Jamie Reid | Holidays in the Sun, promotional poster, 14 October 1977

Among our personal highlights are the unique working lyrics for Holidays in the Sun . This captures the song as it is being formed, equating the holiday of everyday life with a prison to be escaped from. Jamie Reid’s posters for the song reveal how the song’s content was communicated visually through subversive alteration of a Belgian tourist poster or one showing a grim image of holidaymakers crowded together on a beach from which there would be little escape.

Jamie Reid | Original collage, 'I HATE FRENCH COOKING', autumn 1976

Surviving original collages by Jamie Reid from this period are rare – doubly so when they have the history of I Hate French Cooking – the gone for lunch sign that was posted on the door of McLaren’s Glitterbest office during the lunch hour. The enduring image of Delacroix’s figure of Marianne embodying Liberty and the rebirth of a French culture and society at a time of revolution becomes here re-identified as a Sex Pistol (deploying an early use of his ransom-lettered logo for the band).

Malcolm McLaren | Handwritten statement in black ink, 1977

Malcolm McLaren’s antics trumped the music industry by refusing to play along with its games: ‘When I’m older and people ask me what I used to do for a living I shall have to say: I WENT IN AND OUT OF OFFICES GETTING PAID FOR IT! IT’S CRAZY!!!’ This sums up his success in turning the spectacle of business into a situation of his own making – creating a marker for the essential punk strategy of DIY, ‘Do It Yourself’. His handwritten statement creates an enduring frame for the band’s history.

Malcolm McLaren | Press release for the Sex Pistols, c. April 1976

In the first press release produced for the band in 1976, McLaren stated that the Sex Pistols’ ‘spontaneity and honesty threatens all the highly packaged pop of the past’. The band’s authentic voice was a huge aspect of its success. Two years later John Lydon refused to take an active part in the film the Great Rock n Roll Swindle, as a result McLaren decided to construct a small number of animated sequences to aid in the reconstruction of the story of the Sex Pistols (lot nos. 59-65). Apart from short sequences of concert footage Johnny Rotten only appears in the film as an animated cartoon character.
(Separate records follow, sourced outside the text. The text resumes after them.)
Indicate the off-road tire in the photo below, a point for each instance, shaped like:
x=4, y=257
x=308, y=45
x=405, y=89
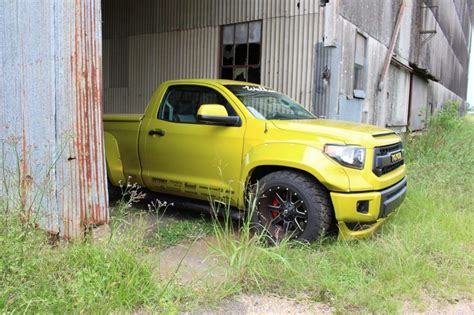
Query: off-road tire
x=320, y=214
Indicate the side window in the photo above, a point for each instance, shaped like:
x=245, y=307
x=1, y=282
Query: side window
x=181, y=103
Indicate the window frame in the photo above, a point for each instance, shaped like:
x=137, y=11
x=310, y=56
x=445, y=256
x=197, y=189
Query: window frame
x=360, y=93
x=194, y=86
x=247, y=65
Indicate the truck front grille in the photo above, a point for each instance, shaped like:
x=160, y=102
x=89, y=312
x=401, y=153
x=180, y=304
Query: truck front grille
x=387, y=158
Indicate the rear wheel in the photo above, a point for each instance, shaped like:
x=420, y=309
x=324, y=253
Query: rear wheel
x=115, y=193
x=292, y=205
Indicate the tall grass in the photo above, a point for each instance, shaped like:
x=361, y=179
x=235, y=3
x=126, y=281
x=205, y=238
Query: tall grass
x=87, y=276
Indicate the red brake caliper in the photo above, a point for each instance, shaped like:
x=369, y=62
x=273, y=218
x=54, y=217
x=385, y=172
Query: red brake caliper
x=276, y=204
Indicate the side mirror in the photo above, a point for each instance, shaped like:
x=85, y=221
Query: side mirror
x=216, y=114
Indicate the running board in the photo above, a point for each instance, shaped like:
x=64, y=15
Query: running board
x=204, y=206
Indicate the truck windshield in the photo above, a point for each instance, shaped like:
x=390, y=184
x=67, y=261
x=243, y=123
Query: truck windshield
x=264, y=103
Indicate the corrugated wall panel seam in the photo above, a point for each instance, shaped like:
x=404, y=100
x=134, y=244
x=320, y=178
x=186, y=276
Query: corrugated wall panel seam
x=165, y=16
x=65, y=114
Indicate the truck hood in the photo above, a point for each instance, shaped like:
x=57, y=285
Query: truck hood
x=347, y=132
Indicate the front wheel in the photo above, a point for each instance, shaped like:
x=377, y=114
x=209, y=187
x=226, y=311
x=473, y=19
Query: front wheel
x=292, y=205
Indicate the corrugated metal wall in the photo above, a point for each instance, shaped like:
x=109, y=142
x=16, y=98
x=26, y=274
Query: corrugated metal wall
x=181, y=39
x=52, y=154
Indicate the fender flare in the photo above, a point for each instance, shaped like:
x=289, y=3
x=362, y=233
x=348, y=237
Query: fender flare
x=299, y=157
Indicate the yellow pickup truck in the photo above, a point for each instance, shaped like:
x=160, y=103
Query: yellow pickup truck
x=205, y=139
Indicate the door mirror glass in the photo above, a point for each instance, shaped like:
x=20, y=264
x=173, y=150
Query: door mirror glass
x=216, y=114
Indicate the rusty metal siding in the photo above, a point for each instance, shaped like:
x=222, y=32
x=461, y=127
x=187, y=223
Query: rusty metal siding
x=51, y=113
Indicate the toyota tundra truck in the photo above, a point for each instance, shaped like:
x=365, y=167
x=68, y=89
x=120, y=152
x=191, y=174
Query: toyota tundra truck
x=202, y=139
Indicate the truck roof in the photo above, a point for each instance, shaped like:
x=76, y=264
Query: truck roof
x=211, y=81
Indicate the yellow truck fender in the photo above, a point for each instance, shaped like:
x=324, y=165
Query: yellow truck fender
x=297, y=156
x=113, y=160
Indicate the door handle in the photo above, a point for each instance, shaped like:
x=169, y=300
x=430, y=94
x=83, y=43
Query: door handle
x=157, y=132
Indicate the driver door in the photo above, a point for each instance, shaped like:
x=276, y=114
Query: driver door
x=182, y=156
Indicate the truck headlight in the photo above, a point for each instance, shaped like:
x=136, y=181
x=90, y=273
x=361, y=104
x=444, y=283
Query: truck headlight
x=346, y=155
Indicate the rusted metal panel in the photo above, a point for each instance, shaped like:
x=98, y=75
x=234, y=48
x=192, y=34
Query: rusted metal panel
x=51, y=111
x=419, y=108
x=186, y=44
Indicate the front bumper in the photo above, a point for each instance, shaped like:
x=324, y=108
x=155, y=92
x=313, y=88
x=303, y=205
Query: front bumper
x=360, y=214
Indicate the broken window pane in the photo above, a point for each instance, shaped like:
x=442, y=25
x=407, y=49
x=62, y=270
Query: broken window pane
x=255, y=32
x=254, y=75
x=241, y=51
x=240, y=74
x=359, y=78
x=227, y=73
x=241, y=55
x=360, y=49
x=359, y=62
x=228, y=55
x=241, y=33
x=254, y=54
x=228, y=35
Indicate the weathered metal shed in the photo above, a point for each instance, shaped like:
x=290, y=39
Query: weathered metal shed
x=52, y=156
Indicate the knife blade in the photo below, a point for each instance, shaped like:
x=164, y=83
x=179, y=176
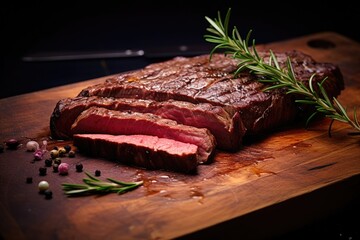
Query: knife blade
x=163, y=52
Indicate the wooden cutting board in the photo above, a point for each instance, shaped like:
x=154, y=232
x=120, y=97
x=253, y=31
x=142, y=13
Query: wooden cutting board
x=274, y=184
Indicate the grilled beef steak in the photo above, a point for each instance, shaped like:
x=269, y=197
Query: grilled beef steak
x=102, y=120
x=145, y=151
x=189, y=100
x=199, y=80
x=226, y=127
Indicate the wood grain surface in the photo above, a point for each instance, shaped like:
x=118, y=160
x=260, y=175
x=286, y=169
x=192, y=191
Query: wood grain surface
x=274, y=184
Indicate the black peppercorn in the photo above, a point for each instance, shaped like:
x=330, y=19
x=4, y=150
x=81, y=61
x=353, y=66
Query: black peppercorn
x=71, y=154
x=67, y=148
x=79, y=167
x=42, y=171
x=48, y=194
x=57, y=161
x=29, y=180
x=48, y=162
x=12, y=143
x=55, y=167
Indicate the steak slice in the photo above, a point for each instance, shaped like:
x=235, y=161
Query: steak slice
x=105, y=121
x=226, y=127
x=145, y=151
x=199, y=80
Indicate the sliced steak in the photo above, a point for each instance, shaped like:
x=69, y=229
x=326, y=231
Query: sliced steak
x=145, y=151
x=226, y=127
x=199, y=80
x=105, y=121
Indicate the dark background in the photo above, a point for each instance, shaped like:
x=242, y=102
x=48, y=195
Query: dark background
x=157, y=29
x=146, y=25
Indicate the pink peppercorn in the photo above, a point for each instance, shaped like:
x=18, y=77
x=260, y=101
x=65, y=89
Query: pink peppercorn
x=38, y=154
x=63, y=168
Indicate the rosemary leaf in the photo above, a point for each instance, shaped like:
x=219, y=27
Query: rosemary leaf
x=272, y=73
x=93, y=185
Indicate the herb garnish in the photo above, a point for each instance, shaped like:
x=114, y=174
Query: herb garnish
x=271, y=72
x=94, y=185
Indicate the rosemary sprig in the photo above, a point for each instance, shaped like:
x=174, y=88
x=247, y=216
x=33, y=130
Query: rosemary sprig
x=270, y=72
x=94, y=185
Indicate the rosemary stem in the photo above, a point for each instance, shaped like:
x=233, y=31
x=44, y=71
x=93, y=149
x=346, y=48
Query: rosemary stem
x=272, y=72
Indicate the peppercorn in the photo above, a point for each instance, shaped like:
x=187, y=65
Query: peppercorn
x=12, y=143
x=48, y=194
x=43, y=185
x=54, y=153
x=48, y=162
x=71, y=154
x=57, y=161
x=64, y=169
x=67, y=148
x=79, y=167
x=55, y=167
x=32, y=146
x=38, y=154
x=62, y=152
x=42, y=171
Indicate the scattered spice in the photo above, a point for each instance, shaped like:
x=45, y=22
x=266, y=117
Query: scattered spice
x=57, y=161
x=67, y=148
x=29, y=180
x=48, y=194
x=79, y=167
x=61, y=152
x=71, y=154
x=43, y=185
x=64, y=169
x=48, y=162
x=55, y=167
x=54, y=153
x=12, y=143
x=42, y=171
x=32, y=146
x=38, y=154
Animation City | Multi-cel composite for The Great Rock 'n' Roll Swindle, c. 1978

Our collection unlocks the image strategies that went into the creation of art whose legacy is still powerfully felt today. The collection also tells a story about the short life of the band itself. One of the most poignant of these concerns Sid Vicious and his final tragic last months in New York living at the Chelsea Hotel during the winter of 1978 and 1979 – a period that is summoned up by the poster of Never Mind the Bollocks, Here’s the Sex Pistols that hung on his wall there. For many Sid Vicious embodied what it was to be a Sex Pistol – the archetypal punk. Malcolm McLaren had declared that ‘if Johnny Rotten is the voice of punk, then Vicious is the attitude’.